The $10 million available in fiscal 2010 will support up to 20 organizations with one year of funding to plan for the implementation of cradle-to-career services designed to improve educational outcomes for students in distressed neighborhoods.
“We need to take an all-hands-on-deck approach to lifting our families and our communities out of poverty,” President Barack Obama said. “Promise Neighborhoods will support a number of different services and educational reforms to help improve the lives of our young people from birth through childhood, from college through a career.”
“The Promise Neighborhoods program brings all of the Department’s strategies together—high-quality early learning programs, high-quality schools, and comprehensive supports to ensure that students are safe, healthy and successful,” U.S. Secretary of Education Arne Duncan said. “These services must be comprehensive, and schools must put education at the center.”
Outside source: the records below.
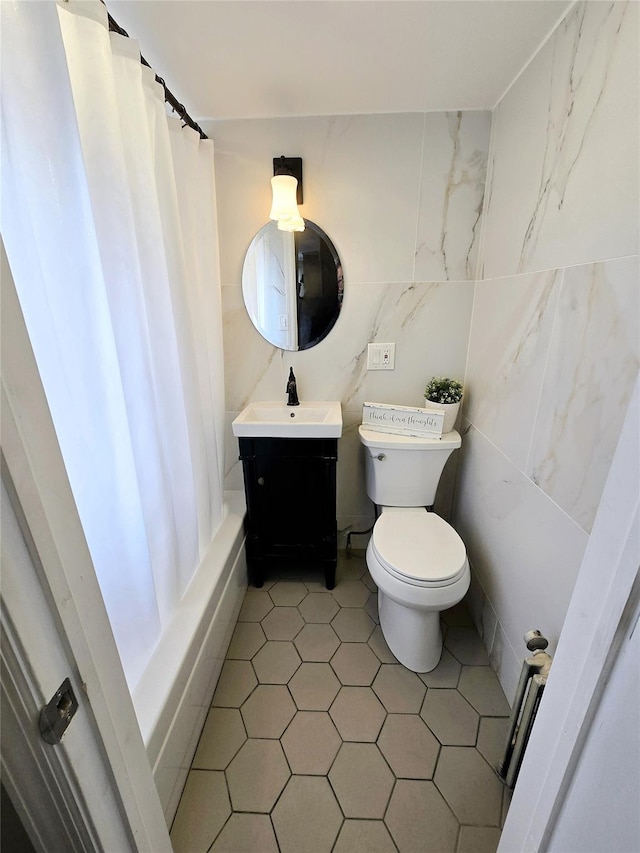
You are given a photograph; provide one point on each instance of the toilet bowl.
(417, 560)
(419, 564)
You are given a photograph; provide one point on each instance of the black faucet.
(292, 390)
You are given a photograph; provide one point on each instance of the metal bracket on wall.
(58, 713)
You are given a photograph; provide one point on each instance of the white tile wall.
(399, 196)
(565, 155)
(552, 345)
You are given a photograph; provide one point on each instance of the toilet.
(417, 560)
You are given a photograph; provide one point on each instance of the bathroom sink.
(311, 419)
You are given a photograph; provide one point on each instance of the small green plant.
(440, 389)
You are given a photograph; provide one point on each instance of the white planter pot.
(450, 412)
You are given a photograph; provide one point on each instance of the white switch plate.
(381, 357)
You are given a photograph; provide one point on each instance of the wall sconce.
(286, 186)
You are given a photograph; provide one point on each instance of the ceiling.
(265, 58)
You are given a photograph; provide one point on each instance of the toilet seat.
(418, 547)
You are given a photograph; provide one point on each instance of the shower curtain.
(108, 219)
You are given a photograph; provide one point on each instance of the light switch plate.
(381, 356)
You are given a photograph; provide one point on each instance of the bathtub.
(174, 694)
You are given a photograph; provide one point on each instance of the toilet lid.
(419, 546)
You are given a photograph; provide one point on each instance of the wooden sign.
(402, 420)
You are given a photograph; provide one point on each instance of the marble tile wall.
(554, 340)
(400, 196)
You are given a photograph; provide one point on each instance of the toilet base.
(413, 635)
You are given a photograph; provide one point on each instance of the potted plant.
(444, 394)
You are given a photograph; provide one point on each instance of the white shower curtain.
(108, 218)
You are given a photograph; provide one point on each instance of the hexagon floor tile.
(268, 711)
(314, 686)
(317, 643)
(358, 714)
(361, 780)
(409, 747)
(257, 775)
(319, 741)
(307, 818)
(311, 743)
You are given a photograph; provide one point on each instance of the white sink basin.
(311, 419)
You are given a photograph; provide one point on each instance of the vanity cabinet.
(290, 486)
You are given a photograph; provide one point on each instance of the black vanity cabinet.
(290, 485)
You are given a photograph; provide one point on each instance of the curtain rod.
(169, 97)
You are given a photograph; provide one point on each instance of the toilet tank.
(402, 470)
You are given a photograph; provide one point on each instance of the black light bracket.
(290, 166)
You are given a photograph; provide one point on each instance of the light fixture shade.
(284, 204)
(284, 207)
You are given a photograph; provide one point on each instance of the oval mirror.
(292, 285)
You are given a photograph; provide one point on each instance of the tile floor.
(318, 740)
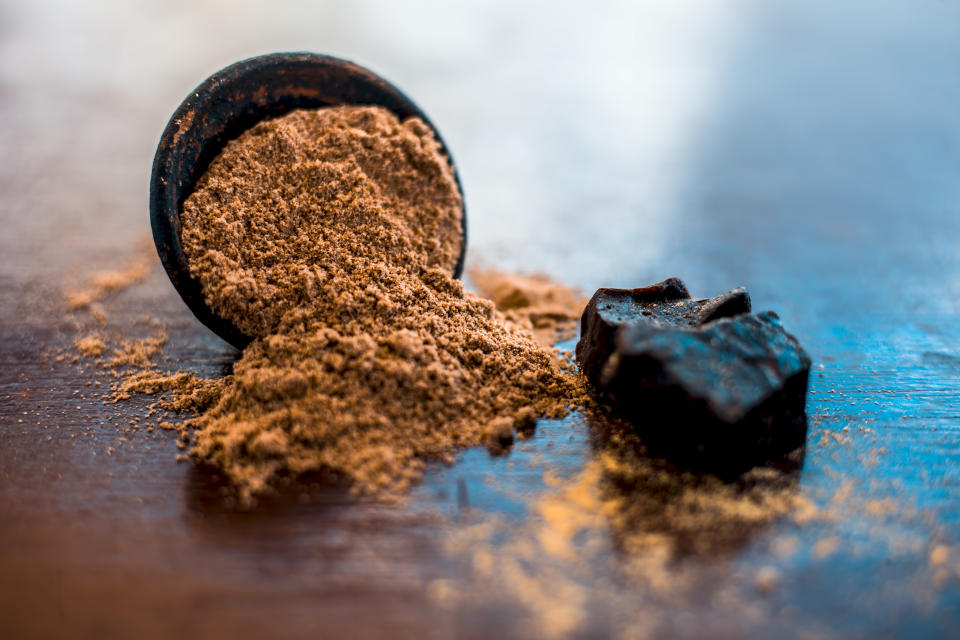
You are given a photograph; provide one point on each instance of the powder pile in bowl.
(331, 236)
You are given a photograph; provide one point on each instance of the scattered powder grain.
(103, 283)
(91, 345)
(330, 236)
(137, 352)
(549, 310)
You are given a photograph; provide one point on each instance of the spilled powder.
(330, 237)
(90, 345)
(103, 283)
(549, 310)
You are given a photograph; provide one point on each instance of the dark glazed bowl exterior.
(228, 103)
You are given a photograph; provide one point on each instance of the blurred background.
(808, 150)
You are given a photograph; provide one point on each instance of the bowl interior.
(225, 105)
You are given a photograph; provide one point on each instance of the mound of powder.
(298, 206)
(331, 236)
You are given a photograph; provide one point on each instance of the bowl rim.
(225, 105)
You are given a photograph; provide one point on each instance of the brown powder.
(330, 236)
(103, 283)
(137, 352)
(90, 345)
(551, 311)
(321, 208)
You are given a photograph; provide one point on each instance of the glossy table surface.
(809, 153)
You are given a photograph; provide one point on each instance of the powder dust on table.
(330, 236)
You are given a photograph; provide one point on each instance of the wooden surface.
(811, 154)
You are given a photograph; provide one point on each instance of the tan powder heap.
(331, 236)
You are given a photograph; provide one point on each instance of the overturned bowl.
(225, 105)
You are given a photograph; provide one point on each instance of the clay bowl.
(225, 105)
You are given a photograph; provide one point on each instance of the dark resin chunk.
(705, 382)
(666, 303)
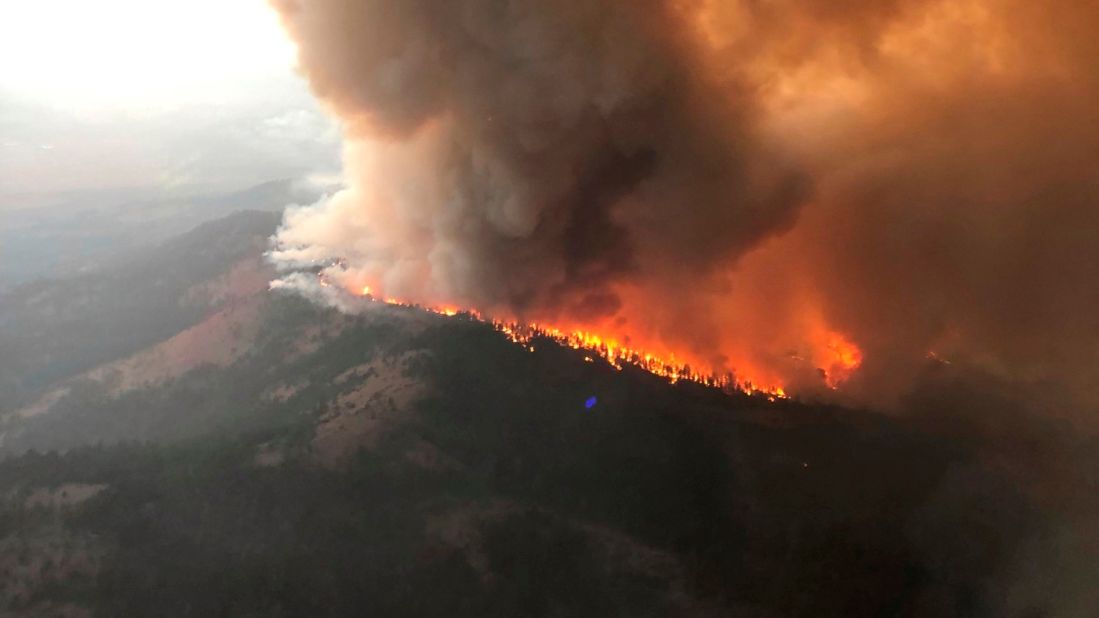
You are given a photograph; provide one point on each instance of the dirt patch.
(380, 394)
(67, 495)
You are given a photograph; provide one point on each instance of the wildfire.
(610, 350)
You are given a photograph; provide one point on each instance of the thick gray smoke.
(533, 153)
(805, 192)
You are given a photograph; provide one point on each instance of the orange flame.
(610, 350)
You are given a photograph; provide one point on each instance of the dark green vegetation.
(495, 492)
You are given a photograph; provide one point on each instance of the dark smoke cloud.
(561, 146)
(750, 181)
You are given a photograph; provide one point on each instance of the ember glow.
(801, 194)
(610, 350)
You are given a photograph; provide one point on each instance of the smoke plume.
(805, 192)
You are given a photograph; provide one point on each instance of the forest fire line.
(608, 349)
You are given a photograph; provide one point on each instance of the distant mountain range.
(76, 232)
(177, 440)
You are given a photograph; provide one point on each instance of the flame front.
(617, 353)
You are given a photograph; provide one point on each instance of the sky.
(179, 95)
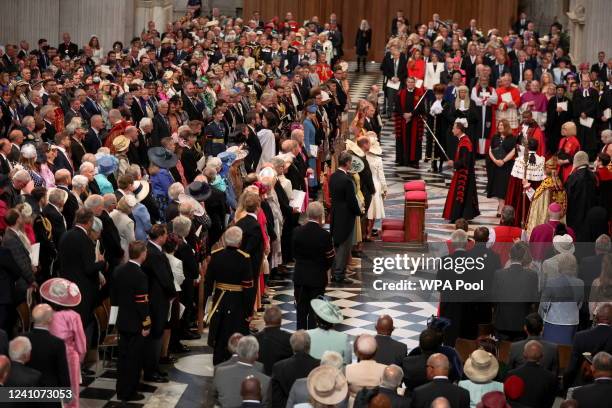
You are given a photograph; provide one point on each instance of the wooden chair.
(465, 347)
(111, 337)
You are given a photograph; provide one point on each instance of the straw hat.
(61, 291)
(481, 366)
(121, 143)
(326, 310)
(327, 385)
(564, 244)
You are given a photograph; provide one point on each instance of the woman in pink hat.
(63, 295)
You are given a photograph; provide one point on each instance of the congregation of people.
(175, 177)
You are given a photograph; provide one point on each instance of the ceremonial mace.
(428, 128)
The Promise Neighborhoods program is based on the experience of programs such as the Harlem Children’s Zone, which serves a nearly 100-block area in New York City with parenting classes, early learning centers, and health and social service programs and has boosted students’ academic outcomes dramatically. Under the Promise Neighborhood program, nonprofits and institutions of higher education will be eligible for one-year grants supporting the design of comprehensive community programs. The programs must have the specific goal of preparing students for success in college and careers. As part of the planning process, applicants must focus their efforts on schools in the neighborhood and build services for students in those schools from birth through college to career.
The Department plans to make up to 20 planning grants, ranging between $400,000 and $500,000. It is inviting applications from projects serving urban neighborhoods, rural areas and tribal communities. Applications will be due on June 25.
Today’s release of applications for planning grants to develop Promise Neighborhoods is the first step in a multiyear process. President Obama’s fiscal 2011 budget includes $210 million to support five-year grants to implement plans to offer comprehensive services and to support planning grants in additional communities.